My First Echo

My First SonyBack in the 1980s, SONY introduced a series of small-scale electronics for kids. They came in brightly colored plastic with large buttons that were easy for little people to control. The line was called “My First Sony.”

SONY even introduced this line with a slick TV ad. Take a moment and watch it HERE.

The tag line in the ads was “What I love is my first Sony. It won’t be your last.”

That was over 30-years ago.

Voice Activated Devices

This past Christmas, my fiancé, Sue, gave me an Amazon Echo Dot. Why a Dot and not the larger version? Because I said I didn’t want one of these things. Heck, I own a “million” radio sets.

But she figured for $29 it would make a fun stocking stuffer.

Amazon Echo’s and Google Homes’ were the hot Christmas gift of 2017. Amazon said that they sold “tens of millions” of Echo devices all over the world and that it’s Echo Dot and Fire TV Stick with Alexa voice remote were its most popular products across all categories.

Our Family Got Bigger

The Echo Dot was so easy to set-up and begin using. You basically plug it in. Then use your smartphone to connect it up to your WiFi and begin using it.

Like most new owners, the thing we used it for was to play music.

Now the Dot has a speaker akin to the one in my iPhone7. It reminded me of the sound that I used to get out of my first Zenith transistor radio back when I was in grade school. But then, it sounded great listening to the oldies on WMEX-FM via TuneIn radio. It’s the way I originally heard all of these songs.

My fiancé is not a fan of my many remote controls and especially all the buttons they have, but she very quickly fell in love with Alexa and controlling everything with her voice. We both did.

Alexa quickly became the third member of our family.

I told Sue that I could see us getting an Amazon Echo with the bigger speaker in our future.

Happy Valentine’s Day

That future came on Valentine’s Day 2018. I gifted the love of my life jewelry, candy, a romantic dinner out and she gifted me an Amazon Echo. Oh, there were many other things she gifted me, but the second Echo device is what I remember most and quickly put into service in our living room replacing the location previously occupied by the Dot.

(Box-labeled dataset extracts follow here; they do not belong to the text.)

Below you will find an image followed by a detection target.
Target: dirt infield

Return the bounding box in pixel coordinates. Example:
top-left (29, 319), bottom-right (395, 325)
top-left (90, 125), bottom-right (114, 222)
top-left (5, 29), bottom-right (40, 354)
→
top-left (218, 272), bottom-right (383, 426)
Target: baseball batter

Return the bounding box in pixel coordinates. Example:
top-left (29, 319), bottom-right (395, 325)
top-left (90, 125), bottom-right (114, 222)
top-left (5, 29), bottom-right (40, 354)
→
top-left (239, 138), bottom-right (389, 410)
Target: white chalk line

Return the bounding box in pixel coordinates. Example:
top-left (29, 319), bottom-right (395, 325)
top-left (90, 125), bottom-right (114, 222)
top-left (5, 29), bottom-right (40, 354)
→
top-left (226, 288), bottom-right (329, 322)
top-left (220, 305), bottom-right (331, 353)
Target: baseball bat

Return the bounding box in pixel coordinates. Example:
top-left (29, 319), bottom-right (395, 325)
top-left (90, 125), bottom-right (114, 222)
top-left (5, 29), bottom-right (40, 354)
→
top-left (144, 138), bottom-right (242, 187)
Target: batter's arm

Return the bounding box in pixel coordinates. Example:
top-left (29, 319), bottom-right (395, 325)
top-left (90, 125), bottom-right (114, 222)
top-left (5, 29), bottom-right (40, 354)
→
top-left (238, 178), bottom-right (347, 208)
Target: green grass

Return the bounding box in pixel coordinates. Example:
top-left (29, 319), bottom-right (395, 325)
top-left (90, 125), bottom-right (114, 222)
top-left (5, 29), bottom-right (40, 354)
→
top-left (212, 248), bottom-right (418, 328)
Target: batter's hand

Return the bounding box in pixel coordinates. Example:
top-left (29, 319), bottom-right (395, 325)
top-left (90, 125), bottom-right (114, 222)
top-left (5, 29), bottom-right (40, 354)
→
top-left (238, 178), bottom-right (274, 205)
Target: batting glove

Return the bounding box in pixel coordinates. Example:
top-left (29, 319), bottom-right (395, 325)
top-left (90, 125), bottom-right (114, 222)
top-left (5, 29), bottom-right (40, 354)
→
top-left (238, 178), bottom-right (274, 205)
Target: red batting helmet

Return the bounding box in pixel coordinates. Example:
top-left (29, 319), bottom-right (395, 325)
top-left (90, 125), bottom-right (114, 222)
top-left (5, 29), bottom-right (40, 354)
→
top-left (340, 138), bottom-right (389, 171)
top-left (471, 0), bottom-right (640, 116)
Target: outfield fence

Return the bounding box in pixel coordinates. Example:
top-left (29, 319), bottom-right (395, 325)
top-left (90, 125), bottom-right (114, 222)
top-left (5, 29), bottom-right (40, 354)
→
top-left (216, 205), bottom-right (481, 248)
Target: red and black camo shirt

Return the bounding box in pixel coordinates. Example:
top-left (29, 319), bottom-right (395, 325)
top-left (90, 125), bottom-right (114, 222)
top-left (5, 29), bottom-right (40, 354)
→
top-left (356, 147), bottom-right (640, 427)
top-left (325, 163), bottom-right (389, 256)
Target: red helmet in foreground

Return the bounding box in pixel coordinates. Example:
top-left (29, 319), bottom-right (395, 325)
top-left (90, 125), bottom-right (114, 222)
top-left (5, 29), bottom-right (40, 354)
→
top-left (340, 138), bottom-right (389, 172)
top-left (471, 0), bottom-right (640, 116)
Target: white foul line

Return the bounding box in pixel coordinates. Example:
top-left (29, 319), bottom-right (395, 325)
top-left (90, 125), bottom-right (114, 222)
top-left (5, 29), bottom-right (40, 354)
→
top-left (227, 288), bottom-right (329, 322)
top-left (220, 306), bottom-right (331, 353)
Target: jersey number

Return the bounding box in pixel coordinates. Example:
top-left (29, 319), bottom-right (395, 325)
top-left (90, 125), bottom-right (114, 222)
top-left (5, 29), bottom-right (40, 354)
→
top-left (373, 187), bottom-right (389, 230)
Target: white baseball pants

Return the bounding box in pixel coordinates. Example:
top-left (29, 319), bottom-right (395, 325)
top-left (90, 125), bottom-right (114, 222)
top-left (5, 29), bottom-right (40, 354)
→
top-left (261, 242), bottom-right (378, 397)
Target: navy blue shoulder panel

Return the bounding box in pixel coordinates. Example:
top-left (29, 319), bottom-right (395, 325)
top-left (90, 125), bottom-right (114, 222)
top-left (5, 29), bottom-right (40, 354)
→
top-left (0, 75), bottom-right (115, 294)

When we got back home from our Valentine’s Day dinner, we sat on our living room couch, and asked Alexa to play our favorite love songs.

No Going Back

When I think of how quickly Alexa has taken over our lives – and we haven’t even scratched the surface of all she can do – I realize that there’s no going back.

It’s like giving up the microwave oven in the kitchen, or power windows in the car, or Google search or the internet. Once you have made these new innovations a part of your life, you won’t ever wish to return to a life before them.

The TV remote control made it possible to quickly change channels without leaving the couch. The video cassette recorder and then the DVR made it possible to no longer be chained to the TV network’s schedule. Netflix made watching a series, a binge affair.

Now these voice activated devices are changing the world of audio.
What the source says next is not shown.